Il pagamento della indicate sanzione pecuniaria deve essere effettuato, secondo le modalità descritte nel modulo allegato, entro il termine di sessanta giorni dalla notifica del presente provvedimento.
Decorso il predetto termine, per il periodo di ritardo inferiore ad un semestre, devono essere corrisposti gli interessi di mora nella misura del tasso legale a decorrere dal giorno successivo alla scadenza del termine del pagamento e sino alla data del pagamento.

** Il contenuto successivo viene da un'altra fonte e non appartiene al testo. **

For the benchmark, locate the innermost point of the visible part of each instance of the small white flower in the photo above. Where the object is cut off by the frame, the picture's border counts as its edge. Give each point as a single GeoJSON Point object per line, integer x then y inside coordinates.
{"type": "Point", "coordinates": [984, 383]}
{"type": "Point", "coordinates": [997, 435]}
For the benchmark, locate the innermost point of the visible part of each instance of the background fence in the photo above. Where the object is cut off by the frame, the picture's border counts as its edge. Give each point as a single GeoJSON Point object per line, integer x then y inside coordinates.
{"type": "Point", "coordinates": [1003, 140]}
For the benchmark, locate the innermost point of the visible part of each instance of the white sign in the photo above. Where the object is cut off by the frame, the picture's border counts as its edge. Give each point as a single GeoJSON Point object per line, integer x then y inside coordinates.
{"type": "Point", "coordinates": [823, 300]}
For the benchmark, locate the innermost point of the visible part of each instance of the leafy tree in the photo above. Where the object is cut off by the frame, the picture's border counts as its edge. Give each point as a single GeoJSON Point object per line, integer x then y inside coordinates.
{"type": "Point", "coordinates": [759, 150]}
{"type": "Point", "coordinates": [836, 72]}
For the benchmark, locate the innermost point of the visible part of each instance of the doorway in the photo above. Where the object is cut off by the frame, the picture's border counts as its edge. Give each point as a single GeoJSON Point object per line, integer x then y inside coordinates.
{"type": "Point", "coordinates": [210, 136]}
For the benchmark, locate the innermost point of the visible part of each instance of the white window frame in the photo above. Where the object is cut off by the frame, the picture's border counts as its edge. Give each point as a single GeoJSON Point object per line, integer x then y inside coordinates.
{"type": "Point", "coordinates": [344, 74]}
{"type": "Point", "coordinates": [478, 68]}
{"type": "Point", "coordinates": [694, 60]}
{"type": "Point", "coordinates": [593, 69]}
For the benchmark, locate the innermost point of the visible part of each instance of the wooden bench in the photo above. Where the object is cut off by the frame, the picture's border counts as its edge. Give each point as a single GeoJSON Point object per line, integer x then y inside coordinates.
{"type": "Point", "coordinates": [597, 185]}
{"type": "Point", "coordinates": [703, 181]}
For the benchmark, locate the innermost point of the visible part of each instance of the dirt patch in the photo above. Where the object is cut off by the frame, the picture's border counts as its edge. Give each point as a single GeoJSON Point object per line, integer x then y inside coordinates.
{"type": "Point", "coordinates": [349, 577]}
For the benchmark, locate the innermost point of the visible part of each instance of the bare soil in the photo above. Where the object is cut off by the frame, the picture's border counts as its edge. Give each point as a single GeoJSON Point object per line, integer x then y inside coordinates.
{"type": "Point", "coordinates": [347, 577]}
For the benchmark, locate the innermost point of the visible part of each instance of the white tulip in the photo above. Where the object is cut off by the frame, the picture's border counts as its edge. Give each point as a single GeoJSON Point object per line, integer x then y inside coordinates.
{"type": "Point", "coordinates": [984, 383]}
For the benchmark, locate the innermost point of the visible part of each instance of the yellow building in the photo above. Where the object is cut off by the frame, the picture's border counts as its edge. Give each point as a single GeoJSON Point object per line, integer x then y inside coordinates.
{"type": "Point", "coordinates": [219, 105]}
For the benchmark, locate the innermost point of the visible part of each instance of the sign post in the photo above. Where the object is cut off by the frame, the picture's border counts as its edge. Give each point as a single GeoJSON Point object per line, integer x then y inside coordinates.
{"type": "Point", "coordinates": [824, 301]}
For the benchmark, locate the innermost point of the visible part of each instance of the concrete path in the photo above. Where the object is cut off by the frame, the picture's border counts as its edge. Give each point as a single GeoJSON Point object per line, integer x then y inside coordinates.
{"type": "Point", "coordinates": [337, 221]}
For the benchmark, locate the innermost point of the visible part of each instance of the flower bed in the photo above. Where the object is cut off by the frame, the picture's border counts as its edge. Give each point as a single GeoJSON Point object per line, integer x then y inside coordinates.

In caso di ulteriore ritardo nell'adempimento, ai sensi dell'articolo 27, comma 6, della legge n. 689 del 1981, la somma dovuta per la sanzione irrogata è maggiorata di un decimo per ogni semestre a decorrere dal giorno successivo alla scadenza del termine del pagamento e sino a quello in cui il ruolo è trasmesso al concessionario per la riscossione; in tal caso la maggiorazione assorbe gli interessi di mora maturati nel medesimo periodo.
Dell'avvenuto pagamento deve essere data immediata comunicazione alla Consob, attraverso l'invio di copia del modello attestante il versamento effettuato.
La presente delibera è notificata all'interessata e pubblicata nel Bollettino della Consob.
Avverso il presente provvedimento è ammesso ricorso ex art. 195 del d. lgs. n. 58/1998 alla Corte d'Appello competente per territorio entro 60 giorni dalla data di notifica.